Le ministre russe des Affaires étrangères, Sergueï Lavrov, a déclaré sans équivoque à l’ambassadrice Lynne Tracey que Washington devait prendre des mesures concrètes : parmi elles, retirer toutes les forces et équipements militaires américains et de l’OTAN de l’Ukraine. Dans un geste stupéfiant, il a exigé une explication détaillée de la destruction des pipelines Nord Stream 1 et 2, ainsi que l’arrêt de l’ingérence américaine dans une enquête indépendante pour identifier les parties responsables.
Poursuivant sur sa lancée à Moscou, le haut diplomate chinois Wang Yi a rencontré le secrétaire du Conseil de sécurité russe Nikolai Patrushev, avant de s’entretenir avec Lavrov et Poutine. Patrushev a fait remarquer que « la voie vers le développement d’un partenariat stratégique avec la Chine est une priorité absolue pour la politique étrangère de la Russie ». Wang Yi, pas si énigmatique, a ajouté : « Moscou et Pékin doivent synchroniser leurs montres ».
Les Américains font tout pour essayer d’anticiper la proposition chinoise de désescalade en Ukraine. Le plan de la Chine devrait être présenté ce vendredi, et il y a un risque sérieux que Pékin tombe dans un piège tendu par la ploutocratie occidentale.

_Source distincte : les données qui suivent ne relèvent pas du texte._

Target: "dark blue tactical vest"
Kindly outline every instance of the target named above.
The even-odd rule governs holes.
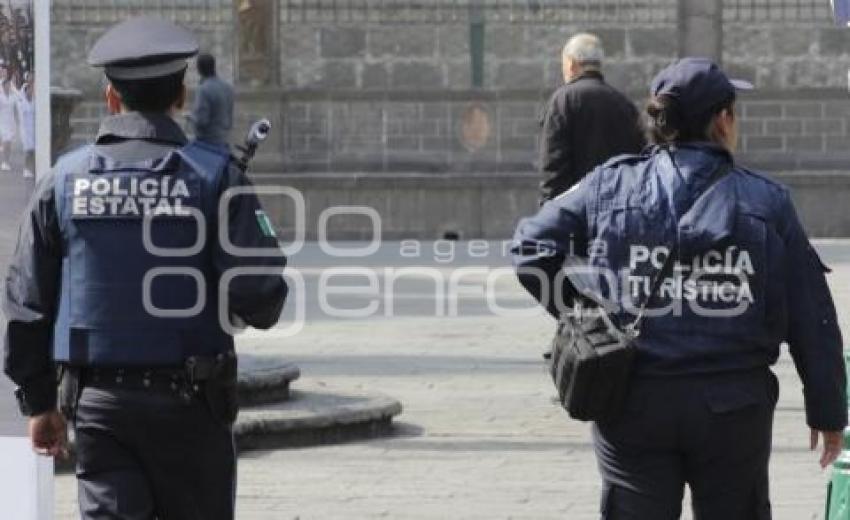
[[[677,242],[680,261],[653,300],[663,310],[650,313],[638,340],[638,370],[772,363],[787,319],[783,246],[775,229],[781,189],[735,168],[703,193],[723,159],[683,149],[676,161],[678,171],[663,152],[624,158],[594,177],[590,263],[615,273],[614,283],[599,292],[618,304],[620,322],[629,322]]]
[[[211,254],[227,164],[203,143],[139,163],[94,147],[59,162],[56,361],[167,366],[233,348]]]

Trop de « concessions » chinoises à la Russie, et pas autant à l’Ukraine, pourraient créer un fossé entre Moscou et Pékin (Divide and Rule, qui est toujours le plan A des États-Unis. Il n’y a pas de plan B).
Sentant les eaux, les Chinois eux-mêmes ont décidé de passer à l’offensive, en présentant un Global Security Initiative Concept Paper .
Le problème est que Pékin attribue encore trop d’influence à une ONU édentée, lorsqu’elle se réfère à « l’élaboration d’un nouvel agenda pour la paix et d’autres propositions avancées dans Notre agenda commun par le Secrétaire général de l’ONU ».
Même chose lorsque Pékin soutient le consensus selon lequel « une guerre nucléaire ne peut pas être gagnée et ne doit jamais être menée ». Essayez d’expliquer cela aux psychopathes néo-conservateurs straussiens du Beltway, qui ne connaissent rien à la guerre, encore moins à la guerre nucléaire.
Les Chinois affirment la nécessité de « se conformer à la déclaration commune sur la prévention de la guerre nucléaire et la prévention des courses aux armements publiée par les dirigeants des cinq États dotés d’armes nucléaires en janvier 2022 ». Et de «renforcer le dialogue et la coopération entre les États dotés d’armes nucléaires pour réduire le risque de guerre nucléaire».
On peut parier que Patrushev a expliqué en détail à Wang Yi que ce n’est qu’un vœu pieux. La « logique » du « leadership » collectif occidental actuel s’est exprimée, entre autres, par l’irrémédiable médiocrité de Jens Stoltenberg, secrétaire général de l’OTAN : même une guerre nucléaire est préférable à une victoire russe en Ukraine.
L’adresse mesurée mais ferme de Poutine a clairement montré que les enjeux ne cessent d’augmenter. Et tout tourne autour de la profondeur de « l’ambiguïté stratégique » de la Russie – et de la Chine – capable de pétrifier un Occident paranoïaque flirtant avec les champignons atomiques.